Prese una piccola torcia e si avvicinò alla portafinestra. – Ho fatto
un buco all’altezza giusta. Tu guarda attraverso la fessura. – Accese la torcia
dopo averla accostata al foro. Un filo di luce trasse dal buio una costolatura
del muretto del cortile che lei chiamava giardino. – Vedi? Proprio tra quei due
mattoni… quel segno nero è una zampa. Un po’ alla volta esce del tutto e poi
scappa e non lo vedo più. Chissà dove andrà a procurarsi il cibo durante la
notte. – Spense la torcia. – Pensi che troverà un passaggio per entrare qui?
Duccio sospirò. – Perché non ti metti tranquilla e guardi la televisione,
eh?
- Ma l’hai visto? Hai visto come tiene fuori la zampa?
- Sì. Adesso accendi la luce e dimmi cos’altro ti serve che devo
scappare.
- Sempre di fretta. Mi sembri quello sgangherato di tuo padre,
continuamente alla ricerca di chissà cosa. E quando è diventato matto del
tutto, guarda come mi ha lasciata.
- Posso accendere?
- Faccio io. Ma tanto, non si vede niente delle bestie che si sono
infiltrate nel pallone.
Dopo che la donna ebbe accesa la luce, Duccio salì su una sedia per
staccare il globo di vetro, lo rovesciò nell’acquaio e i corpi rinsecchiti di
tre zanzare scomparvero nel tubo di scarico. Rimise il globo. – Ecco fatto.
- Quand’è che mi farai il lavoro in giardino, Duccio? – La voce della
mamma aveva ripreso il tono querulo. – Non voglio più vederla quella faccia. Mi
ha rovinato la vita e continua a perseguitarmi.
- Ho già parlato con l’impresa. Uno di questi giorni portano il
materiale.
- Anche le piante, mi raccomando.
- Certo, anche le piante. – Assicurò Duccio sistemandosi il giubbotto.
Si chinò per darle un bacio. Ogni volta doveva chinarsi un poco di più. Dal
viluppo che copriva il corpo della vecchia filtrava un odore rancido di capelli
non lavati. La baciò sulle guance infossate. Sentiva una specie di singulto
vicino all’orecchio dove la mamma teneva appiccicate le labbra.
Luis
- Ma cos’è ‘sta roba, stai sudando come una bestia. Sarai mica malato?
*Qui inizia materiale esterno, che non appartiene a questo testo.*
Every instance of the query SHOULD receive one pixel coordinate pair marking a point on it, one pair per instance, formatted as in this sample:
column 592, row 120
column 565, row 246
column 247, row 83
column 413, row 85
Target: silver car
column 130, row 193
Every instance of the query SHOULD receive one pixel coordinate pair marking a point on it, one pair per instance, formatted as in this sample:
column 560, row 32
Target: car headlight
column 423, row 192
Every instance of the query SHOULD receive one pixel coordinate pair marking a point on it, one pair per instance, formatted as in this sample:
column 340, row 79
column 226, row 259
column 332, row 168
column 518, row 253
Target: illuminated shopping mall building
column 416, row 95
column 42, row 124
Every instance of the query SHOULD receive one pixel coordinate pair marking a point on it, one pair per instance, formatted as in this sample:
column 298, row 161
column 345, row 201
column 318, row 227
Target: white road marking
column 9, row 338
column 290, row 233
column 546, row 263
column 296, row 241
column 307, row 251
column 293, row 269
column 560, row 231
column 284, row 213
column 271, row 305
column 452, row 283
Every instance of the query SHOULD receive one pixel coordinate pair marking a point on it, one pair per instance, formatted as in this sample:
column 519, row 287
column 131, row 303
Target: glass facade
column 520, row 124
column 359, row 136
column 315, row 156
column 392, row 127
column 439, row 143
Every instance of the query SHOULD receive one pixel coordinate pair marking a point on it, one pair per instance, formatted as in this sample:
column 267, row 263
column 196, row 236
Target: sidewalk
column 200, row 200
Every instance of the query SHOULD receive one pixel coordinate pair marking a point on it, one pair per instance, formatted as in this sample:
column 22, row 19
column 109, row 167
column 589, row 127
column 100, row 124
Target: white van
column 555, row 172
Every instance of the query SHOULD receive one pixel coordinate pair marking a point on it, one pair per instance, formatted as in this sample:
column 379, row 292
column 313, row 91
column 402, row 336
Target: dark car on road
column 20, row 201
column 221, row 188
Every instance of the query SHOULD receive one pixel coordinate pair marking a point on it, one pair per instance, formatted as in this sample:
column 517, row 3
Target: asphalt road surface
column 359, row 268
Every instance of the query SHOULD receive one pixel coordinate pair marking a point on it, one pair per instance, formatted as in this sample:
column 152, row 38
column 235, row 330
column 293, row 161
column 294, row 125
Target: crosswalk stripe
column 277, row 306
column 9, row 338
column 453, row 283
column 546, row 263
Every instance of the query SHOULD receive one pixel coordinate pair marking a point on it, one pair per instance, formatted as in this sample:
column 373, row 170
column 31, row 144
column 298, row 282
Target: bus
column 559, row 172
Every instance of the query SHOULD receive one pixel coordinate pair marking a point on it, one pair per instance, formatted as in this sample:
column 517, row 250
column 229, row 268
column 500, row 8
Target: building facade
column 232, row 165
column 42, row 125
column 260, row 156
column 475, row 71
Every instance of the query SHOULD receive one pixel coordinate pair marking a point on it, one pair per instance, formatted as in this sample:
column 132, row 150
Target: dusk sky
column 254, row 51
Luis si passò il fazzoletto sulla fronte madida. – Ma che malato, è che
fa un caldo qui dentro!
La ragazza lo fissò mettendoglisi scherzosamente a contatto di naso. –
Di’, tutta ‘sta faccenda del caldo e del sudore sarà mica perché è la prima
volta?
La luce proveniente dall’esterno era appena sufficiente per
tratteggiare le loro figure. Solo quando passava una macchina i fari mettevano
per qualche attimo in evidenza i particolari. Luis prese dal portaoggetti il
pacchetto di sigarette.
- Ennò, adesso ti metti pure a fumare! Credi che abbia tutta la serata
per te? Vabbé che non sei da buttar via ma il taim è il monei, come dicono gli
americani.
- Io non ti pago?
La ragazza si ridistese sul sedile abbassato. – Ci mancherebbe. Solo
che… uno paga più volentieri se rimane soddisfatto. Questa ce la fumiamo dopo,
ochei? – Gli si accostò ancora con mossa avvolgente. A pochi centimetri dai
suoi occhi, Luis aveva una vaga immagine di volto femminile con una gran massa
di capelli scuri e lo sprazzo chiaro di un sorriso. Sentiva sull’inguine il
peso del suo corpo che si muoveva con abilità professionale. Passò una
macchina. Il volto della ragazza scoppiò in una fuga d’ombre. Luis avvertiva
con disagio le gocce di sudore spuntargli sulla fronte, il tessuto fradicio
della camicia appiccicarsi sotto le ascelle, il respiro farsi pesante. E il
corpo che si stava seminando di macchie rosse. Come al solito.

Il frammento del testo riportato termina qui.